My goal is to calculate $\operatorname{Cov}(X,Y)$, but I'm struggling to calculate $E[XY]$

Question

Regarding the following problem:

A fair coin is tossed 5 times. Let $X$ be the number of heads in all $5$ tosses, and $Y$ be the number of heads in the first $4$ tosses. What is $\operatorname{Cov}(X,Y)$?

My attempt:

I know that I should calculate the following: $$ \operatorname{Cov}(X,Y) = E[XY]-E[X]E[Y]$$

Well, the right flank is pretty easy: $E[X]=2.5, E[Y]=2 $

But what about $E[XY]$?

I searched online and saw that:

$$ E[XY]=\sum_{x}\sum_{y}xyP(X=x, Y=y) $$

But any attempt to imply that in the problem only led me for further more confusion.

Thanks in advance.

Answer 1

Here's a way to do it without messy arithmetic. Let $T_i$ be the result of the $i$'th toss ($0$ if tails, $1$ if heads).
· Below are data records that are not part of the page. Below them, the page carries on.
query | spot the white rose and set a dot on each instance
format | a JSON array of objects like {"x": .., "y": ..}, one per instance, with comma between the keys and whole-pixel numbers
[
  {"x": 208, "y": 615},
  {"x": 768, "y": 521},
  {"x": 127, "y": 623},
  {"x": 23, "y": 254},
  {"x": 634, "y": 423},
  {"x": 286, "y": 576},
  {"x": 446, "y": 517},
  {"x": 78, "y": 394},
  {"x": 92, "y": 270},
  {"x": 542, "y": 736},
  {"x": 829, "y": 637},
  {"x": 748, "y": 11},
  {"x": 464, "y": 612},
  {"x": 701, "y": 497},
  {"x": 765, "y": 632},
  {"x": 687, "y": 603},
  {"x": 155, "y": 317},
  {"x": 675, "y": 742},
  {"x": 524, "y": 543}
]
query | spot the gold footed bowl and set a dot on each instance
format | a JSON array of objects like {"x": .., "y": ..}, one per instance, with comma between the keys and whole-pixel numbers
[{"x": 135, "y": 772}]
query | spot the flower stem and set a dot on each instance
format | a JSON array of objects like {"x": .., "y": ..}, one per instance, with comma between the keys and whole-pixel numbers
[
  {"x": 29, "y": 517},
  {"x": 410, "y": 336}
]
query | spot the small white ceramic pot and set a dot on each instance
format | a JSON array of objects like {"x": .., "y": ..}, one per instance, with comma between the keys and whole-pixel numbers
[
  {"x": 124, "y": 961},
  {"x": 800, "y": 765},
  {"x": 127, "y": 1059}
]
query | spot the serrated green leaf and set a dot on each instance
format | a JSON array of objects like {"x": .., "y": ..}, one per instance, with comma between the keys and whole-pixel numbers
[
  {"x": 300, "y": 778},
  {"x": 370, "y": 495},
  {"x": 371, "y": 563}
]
These are independent, with $X = T_1 + \ldots + T_5$ and $Y = T_1 + \ldots + T_4$. Then $$\text{Cov}(X,Y) = \text{Cov}(Y+T_5, Y) = \text{Cov}(Y,Y) + \text{Cov}(T_5,Y) = \text{Cov}(Y,Y) = \text{Var}(Y)$$ Now since $T_1, \ldots, T_4$ are independent, $$\text{Var}(Y) = \text{Var}(T_1) + \ldots + \text{Var}(T_4) = 4 \text{Var}(T_1)$$ and $\text{Var}(T_1)$ is easy to find...

Answer 2

$X$ can assume the values $0,1,2,3,4,5$ and $Y$ can assume the values $0,1,2,3,4$. One of the terms in the sum, for example, is $$5\cdot 4\cdot P(X=5,Y=4)=5\cdot 4\cdot \frac{1}{2^{5}} $$

The rest of the terms are computed similarly. Note that you'll want to use $$P(X=x,Y=y)=P(Y=y)\cdot P(X=x|Y=y)$$ A helpful observation: $P(X=x,Y=y)=0$ if $x<y$ (since we cannot have more heads in the first $4$ tosses than in all $5$), so many of the terms in the sum are $0$.